Contents
- 1 Gamma distribution calculator with examples
- 2 How to find Gamma Distribution Probabilities?
- 3 Definition of Gamma Distribution
- 4 Another form of gamma distribution is
- 5 Mean and Variance of Gamma Distribution
- 6 Gamma Distribution Example 1
- 7 Gamma Distribution Example 2
- 8 Gamma Distribution Example 3
- 9 Gamma Distribution Example 4
- 10 Conclusion
Gamma distribution calculator with examples
Use this calculator to find the probability density and cumulative probabilities for Gamma distribution with parameter $\alpha$ and $\beta$.
Gamma Distribution Calculator | |
---|---|
Shape Parameter $\alpha$: | |
Scale Parameter $\beta$ | |
Value of x | |
Results | |
Probability density : f(x) | |
Probability X less than x: P(X < x) | |
Probability X greater than x: P(X > x) | |
How to find Gamma Distribution Probabilities?

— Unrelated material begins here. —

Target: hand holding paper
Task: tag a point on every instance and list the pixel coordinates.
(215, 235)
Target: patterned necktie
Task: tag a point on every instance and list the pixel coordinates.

Step 1 - Enter the shape parameter $\alpha$
Step 2 - Enter the scale parameter $\beta$
Step 3 - Enter the value of $x$
Step 4 - Click on "Calculate" button to get gamma distribution probabilities
Step 5 - Gives the output probability density at $x$ for gamma distribution
Step 6 - Gives the output probability $X < x$ for gamma distribution
Step 7 - Gives the output probability $X > x$ for gamma distribution.
Definition of Gamma Distribution
A continuous random variable $X$ is said to have an gamma distribution with parameters $\alpha$ and $\beta$ if its p.d.f. is given by
$$ \begin{align*} f(x)&= \begin{cases} \frac{1}{\beta^\alpha\Gamma(\alpha)}x^{\alpha -1}e^{-x/\beta}, & x>0;\alpha, \beta >0; \\ 0, & Otherwise. \end{cases} \end{align*} $$
In notation, it can be written as $X\sim G(\alpha, \beta)$.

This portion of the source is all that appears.